Sita threw it in one of the bags.
“Hurry. We have to make a stop at my house.”
Sita stopped. “Why?”
“I’m coming with you,” Karen stated with a tone that said there was no point in arguing.
Sita nodded. “Help me carry these downstairs.”
That night Sita Perne packed her life into three suitcases and prepared to leave the only place she had ever known to be home. She had never been a whole week away from the house and now she was leaving for an indefinite amount of time without the chance to say good-bye. She scribbled a quick note to her parents and kissed her sleeping little sister on the forehead before walking out of the front doors for the last time. She did not see Kalika again.

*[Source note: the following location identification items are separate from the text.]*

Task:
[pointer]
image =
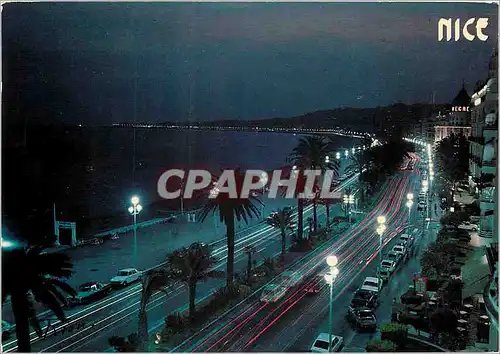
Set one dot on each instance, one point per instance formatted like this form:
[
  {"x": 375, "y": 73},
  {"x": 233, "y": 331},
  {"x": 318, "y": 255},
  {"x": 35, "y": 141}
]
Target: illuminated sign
[{"x": 460, "y": 109}]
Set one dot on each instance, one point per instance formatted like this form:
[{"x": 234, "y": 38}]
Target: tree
[
  {"x": 310, "y": 154},
  {"x": 152, "y": 281},
  {"x": 27, "y": 270},
  {"x": 377, "y": 345},
  {"x": 282, "y": 220},
  {"x": 191, "y": 265},
  {"x": 230, "y": 209}
]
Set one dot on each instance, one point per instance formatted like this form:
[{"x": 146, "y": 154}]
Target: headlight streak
[
  {"x": 136, "y": 289},
  {"x": 390, "y": 204},
  {"x": 384, "y": 199}
]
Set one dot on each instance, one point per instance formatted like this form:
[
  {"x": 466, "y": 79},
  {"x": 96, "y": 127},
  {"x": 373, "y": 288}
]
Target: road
[
  {"x": 293, "y": 323},
  {"x": 117, "y": 314}
]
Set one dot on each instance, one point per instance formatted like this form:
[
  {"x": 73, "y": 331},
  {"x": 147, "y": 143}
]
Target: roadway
[
  {"x": 117, "y": 313},
  {"x": 293, "y": 323}
]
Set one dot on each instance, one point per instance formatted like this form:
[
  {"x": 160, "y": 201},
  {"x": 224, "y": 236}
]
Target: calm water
[{"x": 111, "y": 180}]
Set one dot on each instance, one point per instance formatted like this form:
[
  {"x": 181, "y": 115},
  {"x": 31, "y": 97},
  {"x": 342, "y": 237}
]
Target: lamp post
[
  {"x": 348, "y": 201},
  {"x": 330, "y": 279},
  {"x": 135, "y": 209},
  {"x": 409, "y": 203},
  {"x": 380, "y": 231},
  {"x": 264, "y": 178}
]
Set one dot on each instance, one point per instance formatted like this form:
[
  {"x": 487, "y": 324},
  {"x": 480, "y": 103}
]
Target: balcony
[{"x": 489, "y": 167}]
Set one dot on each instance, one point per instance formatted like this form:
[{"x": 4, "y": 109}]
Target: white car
[
  {"x": 406, "y": 239},
  {"x": 400, "y": 249},
  {"x": 320, "y": 344},
  {"x": 468, "y": 226},
  {"x": 371, "y": 284},
  {"x": 272, "y": 293},
  {"x": 388, "y": 265},
  {"x": 126, "y": 276},
  {"x": 290, "y": 279}
]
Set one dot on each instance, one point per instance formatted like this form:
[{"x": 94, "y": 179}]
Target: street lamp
[
  {"x": 380, "y": 231},
  {"x": 409, "y": 203},
  {"x": 348, "y": 201},
  {"x": 332, "y": 262},
  {"x": 135, "y": 209}
]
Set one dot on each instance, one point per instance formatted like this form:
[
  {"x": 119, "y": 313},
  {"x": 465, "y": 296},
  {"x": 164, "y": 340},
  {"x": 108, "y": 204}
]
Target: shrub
[
  {"x": 395, "y": 332},
  {"x": 377, "y": 345}
]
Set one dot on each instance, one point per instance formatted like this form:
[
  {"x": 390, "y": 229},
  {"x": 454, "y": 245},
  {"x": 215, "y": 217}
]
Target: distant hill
[{"x": 396, "y": 117}]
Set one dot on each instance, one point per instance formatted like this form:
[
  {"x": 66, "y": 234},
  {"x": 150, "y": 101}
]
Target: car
[
  {"x": 313, "y": 288},
  {"x": 400, "y": 249},
  {"x": 394, "y": 256},
  {"x": 388, "y": 265},
  {"x": 289, "y": 279},
  {"x": 126, "y": 276},
  {"x": 468, "y": 226},
  {"x": 7, "y": 330},
  {"x": 272, "y": 293},
  {"x": 371, "y": 284},
  {"x": 320, "y": 344},
  {"x": 384, "y": 275},
  {"x": 364, "y": 298},
  {"x": 362, "y": 318},
  {"x": 406, "y": 239},
  {"x": 89, "y": 292}
]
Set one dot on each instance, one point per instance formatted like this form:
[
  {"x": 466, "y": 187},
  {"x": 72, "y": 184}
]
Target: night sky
[{"x": 80, "y": 62}]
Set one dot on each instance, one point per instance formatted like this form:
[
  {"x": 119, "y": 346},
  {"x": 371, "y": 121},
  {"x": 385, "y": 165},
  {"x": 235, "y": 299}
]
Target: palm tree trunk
[
  {"x": 143, "y": 330},
  {"x": 230, "y": 250},
  {"x": 283, "y": 243},
  {"x": 315, "y": 216},
  {"x": 20, "y": 308},
  {"x": 192, "y": 297},
  {"x": 327, "y": 206},
  {"x": 300, "y": 218}
]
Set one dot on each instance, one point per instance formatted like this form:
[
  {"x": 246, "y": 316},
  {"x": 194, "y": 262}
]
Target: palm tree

The next day Justin called around looking for Karen. He would not find out until the day after that, that she had gone away without telling anyone where she could be reached. He was the one to inform Joey that Sita was missing as well, and he had to watch his friend experience the true affects of a broken and confused heart. No one thought to tell JC.
The afternoon after two mysterious girls had jumped on a plane, as promised, JC went to the bus stop and waited. He did not leave the bench until 5 hours later. Sita never showed up.